Krefeld Ein Meister, der auf alles pfeift

Der Niederländer Geert Chatrou ist der Star beim Neujahrskonzert der Niederrheinischen Sinfoniker unter Leitung von Mihkel Kütson.

Foto: Mark Mocnik

Krefeld. Von roten und weißen Blüten gerahmt nehmen die Niederrheinischen Sinfoniker ihr Publikum im Theater mit auf die musikalische Reise rund um den Globus und noch weiter. So beginnen die traditionellen Neujahrsgrüße aus aller Welt nach der Ouvertüre aus Mozarts Zauberflöte mit einem Abstecher in die Hölle. Hier schwört die Königin der Nacht Rache, doch keine Sängerin übernimmt diesen Part, sondern der Kunstpfeifer Geert Chatrou. Aus seinem Mund klingt die Rache-Arie etwas weniger bedrohlich, da die bösen Worte eben fehlen.
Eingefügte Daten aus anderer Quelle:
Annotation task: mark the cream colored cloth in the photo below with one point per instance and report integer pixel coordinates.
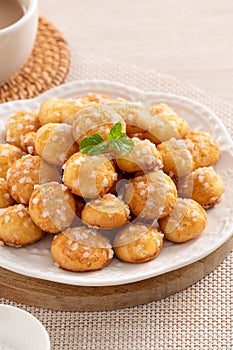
(198, 318)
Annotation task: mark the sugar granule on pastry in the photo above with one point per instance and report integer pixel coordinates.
(106, 212)
(81, 249)
(89, 176)
(203, 185)
(151, 196)
(52, 207)
(17, 227)
(186, 221)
Erstaunlich, welch großes Ton- und Klangrepertoire ein Pfeifen haben kann. Die Feinheiten der furiosen Koloraturarie kommen auch bei dem mehrmaligen Weltmeister im Kunstpfeifen heraus. Er pfeift auch freundlich und nett, wenn er mit dem Geiger Philipp Wenger das Blumenduett aus Lakmé von Léo Delibes zum Besten gibt.
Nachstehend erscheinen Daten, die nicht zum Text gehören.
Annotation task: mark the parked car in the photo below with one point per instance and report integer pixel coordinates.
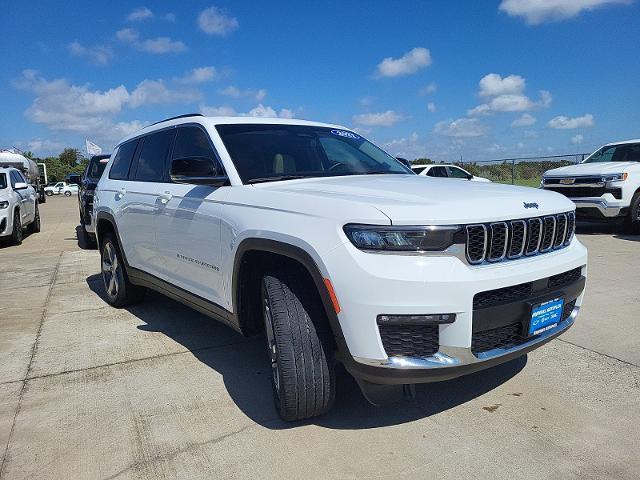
(18, 206)
(88, 182)
(337, 252)
(59, 188)
(71, 189)
(446, 171)
(605, 186)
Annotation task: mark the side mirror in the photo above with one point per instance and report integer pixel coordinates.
(197, 171)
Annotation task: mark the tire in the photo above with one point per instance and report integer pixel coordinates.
(17, 234)
(299, 345)
(119, 291)
(34, 227)
(632, 223)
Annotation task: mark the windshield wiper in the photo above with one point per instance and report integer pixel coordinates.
(275, 179)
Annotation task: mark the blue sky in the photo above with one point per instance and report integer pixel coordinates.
(484, 80)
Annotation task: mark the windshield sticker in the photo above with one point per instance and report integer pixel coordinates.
(344, 133)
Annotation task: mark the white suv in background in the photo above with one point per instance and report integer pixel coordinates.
(446, 171)
(605, 186)
(18, 206)
(334, 249)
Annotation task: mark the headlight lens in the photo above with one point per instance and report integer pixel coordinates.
(616, 177)
(402, 239)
Die Streicher der Niederrheinischen Sinfoniker unter der Leitung von Mihkel Kütson bieten dabei einen zurückhaltenden Rahmen. Mit ganz viel Gefühl, so wie es bei italienischen Arien vorgesehen sein kann, pfeift er unterstützt von Harfenklang Puccinis Arie der Lauretta „O mio babbino caro“.

Dann wechseln die Musiker das Fach und zaubern eine Zirkusatmosphäre in den Saal. Nun auch von Dominik Lang am Marimbaphon begleitet, zwitschert Chatrou das „Souvenir de Cirque Renz“ von Gustav Peter (ca. 1833 - 1919). Der Spaß an der Musik lässt auch die Instrumentalisten neben ihrem Spiel auch noch eine spontane Sangesfreude ausleben. Die Stimmung im Saal und auf der Bühne sind bestens.

Generalintendant Michael Grosse als nicht minder traditioneller Moderator des Neujahrskonzertes bringt es auf den Punkt: „Wir sind voller Bewunderung für Ihre Kunst, Herr Chatrou!“ Das seltene Musikerlebnis soll noch mit einem Mini-Pfeif-Workshop gesteigert werden. Chatrou gibt einen Ton vor, mindestens drei Dutzend verschiedene Töne kommen aus dem Saal zurück. „Die Töne, die Sie pfeifen, sollen der sein, den ich pfeife!“, meint der Niederländer bei den Vogelhaus-Impressionen. Auf nennenswerte Unterstützung kann er bei dem Vortrag seiner Eigenkomposition „La Fête et la Belle“ nicht rechnen.

Chatrou legt sich allein wieder mächtig ins Zeug und präsentiert den Csárdás von Vittorio Monti (1868 - 1922) so wie man ihn von Flöte oder Geige in Höhen und Tonsprüngen gewöhnt ist. Er trillert den Tanz in faszinierender Weise und auch seine Zugabe, ein ungarischer Tanz von Brahms kommt nicht minder temperamentvoll daher.

Die zweite Programmhälfte mit den musikalischen Neujahrsgrüßen bietet Spanisches ohne Pfiffe und auch ohne Worte. Das Intermedio aus „La boda de Luis Alonso“ von Gerónimo Giménez (1854 - 1923) hat als untrügliches Klangzeichen die Kastagnetten in der Partitur. Der Armenier Aram Chatschaturjan (1903 - 1978) steuert spanische Klänge mit seiner Suite „Die Witwe aus Valencia“ bei. Die Suite erscheint wie Filmmusik für großes Kino, eine lebenslustige Witwe hat da ihr musikalisches Denkmal bekommen.

Zum offiziellen Abschluss macht man noch einen Sprung über den Großen Teich nach Mexiko. Ein flotter wie beschwingter Marsch aus Zacatecas von Genaro Codina (1852 - 1901) beweist — wie die musikalische Weltreise zuvor, dass sich die Niederrheinischen Sinfoniker mit ihrer interkulturellen Kompetenz in allen Musikwelten perfekt bewegen können. Der begeisterte Applaus entlockt ihnen noch eine flotte Zugabe und dann folgt der unvermeidliche Radetzky-Marsch.